Une intrigue s’étalant sur deux ans attend les joueurs. Elle les mènera
jusqu’aux confins de l’univers ; les mettra en contact avec d’étranges
créatures exotiques ; changera à jamais le destin de l’humanité.
Et tout commence avec un petit garçon, pleurant dans la rue. Quelques mots de réconfort
et d’attention de la part des joueurs les mèneront vers un mystère plus
grand, plus marquant encore que ce qu’ils auraient pu imaginer.
La partie commence :
MJ : « Bon. Vous descendez la rue qui va de l’entrée du
spatioport au bar New Galactica. Vous remarquez un petit garçon accroupi
pleurant sous une voiture antigrav garée sur le côté.»
Joueur 1 : « J’vais dans l’bar là bas, voir si j’peux pas
m’trouver une de ces putes ! »
MJ : « Et pour le petit garçon ? »
Joueur 1 : (haussant les épaules)
« Quoi le petit garçon ? »
Certaines campagnes ne durent pas très longtemps.
Cependant, vous analyserez probablement cet exemple en vous disant qu’il y a
clairement un écart entre ce que le personnage voulait et l’accroche que le
MJ proposait, et que juste de petits ajustements seraient nécessaires pour
rectifier le tir.
Vous pourriez suggérer cela :
MJ : « Bon. Vous marchez le long de la rue qui va de l’entrée
du spatioport au bar New Galactica. Vous remarquez une fille avachie sur le siège
conducteur d’une voiture antigrav garée sur le côté. C’est une jeune
adolescente aux cheveux blonds qui lui descendent jusqu’aux épaules. Elle
serait jolie sans les larmes qui lui coulent sur le visage. Elle semble vulnérable. »
Joueur 1 : « Je m’approche et toque à la vitre conducteur. »
MJ : « Elle lève les yeux, met une seconde à te remarquer, puis presse
le bouton pour baisser la vitre. »
Joueur 1 : « Je dis :
‘Eh, poupée, qu’est-ce qui se passe ? Est-ce que Jimbo peut rajouter
un sourire sur ton visage ? »
Et c’est parti, vous dites-vous, c’est réparé, la voilà l’entrée en
matière. Ouais, carrément !
Parce que dès qu’elle expliquera à Jimbo que, oui, il peut la faire sourire,
en allant dans l’entrepôt qui sert de base à l’organisation des truands
menaçant son père, et en leur disant très fermement de laisser Papa
tranquille…
… Jimbo aura déjà taillé la route.
Vous pouvez adoucir encore un peu l’amorce.
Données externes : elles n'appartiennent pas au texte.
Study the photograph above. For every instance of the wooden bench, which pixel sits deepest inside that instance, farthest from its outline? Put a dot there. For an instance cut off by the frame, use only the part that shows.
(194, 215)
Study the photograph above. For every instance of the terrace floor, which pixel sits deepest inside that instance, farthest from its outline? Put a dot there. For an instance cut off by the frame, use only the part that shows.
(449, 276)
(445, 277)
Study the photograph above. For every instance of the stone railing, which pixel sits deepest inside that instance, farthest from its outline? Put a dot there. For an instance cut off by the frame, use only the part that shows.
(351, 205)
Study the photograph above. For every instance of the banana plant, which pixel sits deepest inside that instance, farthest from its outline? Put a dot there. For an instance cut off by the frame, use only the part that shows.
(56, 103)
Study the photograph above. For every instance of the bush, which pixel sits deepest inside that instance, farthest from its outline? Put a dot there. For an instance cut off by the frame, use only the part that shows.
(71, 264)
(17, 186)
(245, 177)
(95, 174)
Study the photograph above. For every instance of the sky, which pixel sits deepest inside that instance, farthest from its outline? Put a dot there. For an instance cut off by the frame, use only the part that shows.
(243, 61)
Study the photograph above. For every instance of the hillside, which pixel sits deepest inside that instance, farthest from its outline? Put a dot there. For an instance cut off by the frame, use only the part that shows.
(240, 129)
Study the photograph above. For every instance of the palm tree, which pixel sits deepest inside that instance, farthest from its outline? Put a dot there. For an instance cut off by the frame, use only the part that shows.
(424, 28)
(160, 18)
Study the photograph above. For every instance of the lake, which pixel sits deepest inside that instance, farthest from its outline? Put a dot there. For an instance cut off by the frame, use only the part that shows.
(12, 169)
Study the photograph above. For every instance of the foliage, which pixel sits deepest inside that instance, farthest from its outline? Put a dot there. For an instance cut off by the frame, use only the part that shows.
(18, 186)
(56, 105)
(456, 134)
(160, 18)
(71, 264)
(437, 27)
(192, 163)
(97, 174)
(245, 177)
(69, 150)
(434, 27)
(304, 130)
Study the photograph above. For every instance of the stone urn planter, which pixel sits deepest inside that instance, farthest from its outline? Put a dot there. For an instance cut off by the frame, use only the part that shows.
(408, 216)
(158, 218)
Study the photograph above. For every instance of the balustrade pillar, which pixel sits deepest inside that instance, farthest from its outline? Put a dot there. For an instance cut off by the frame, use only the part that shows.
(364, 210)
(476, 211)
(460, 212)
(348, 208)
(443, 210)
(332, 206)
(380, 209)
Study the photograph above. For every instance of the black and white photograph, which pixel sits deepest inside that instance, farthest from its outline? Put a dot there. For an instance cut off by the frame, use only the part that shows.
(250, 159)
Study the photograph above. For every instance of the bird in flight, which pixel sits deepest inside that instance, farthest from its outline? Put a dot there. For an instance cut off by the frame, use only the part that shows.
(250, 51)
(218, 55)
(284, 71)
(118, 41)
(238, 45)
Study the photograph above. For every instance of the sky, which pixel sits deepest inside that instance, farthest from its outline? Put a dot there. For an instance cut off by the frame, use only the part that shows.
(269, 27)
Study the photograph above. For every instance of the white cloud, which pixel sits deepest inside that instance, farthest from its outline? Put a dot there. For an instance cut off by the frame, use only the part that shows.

Peut-être est-elle :
a) Un peu réticente à parler des problèmes de son père à un parfait étranger.
b) Sexuellement disponible.
Cela fera se dérouler les choses sans problèmes pour un temps. Mais, plus
tard, dans la chambre d’hôtel de Jimbo, alors qu’elle sera dans ses bras,
apaisée par la douce sensation de bien-être qui suit l’acte sexuel, et lui
parlant des terribles problèmes dans lesquels est son père…
… Jimbo partira.
(En fait, puisque c’est sa chambre d’hôtel, il la jettera probablement
dehors, et laissera la pauvre gamine ramasser ses sous-vêtements éparpillés
dans le couloir)
Reconnaissez-le. Jimbo est là pour rafler la mise. Il ne marchera jamais avec
une telle accroche.
Le problème
Construire des intrigues crédibles et plausibles est déjà assez difficile,
lorsque c’est pour une fiction, et ici il n’y a qu’un seul cerveau impliqué.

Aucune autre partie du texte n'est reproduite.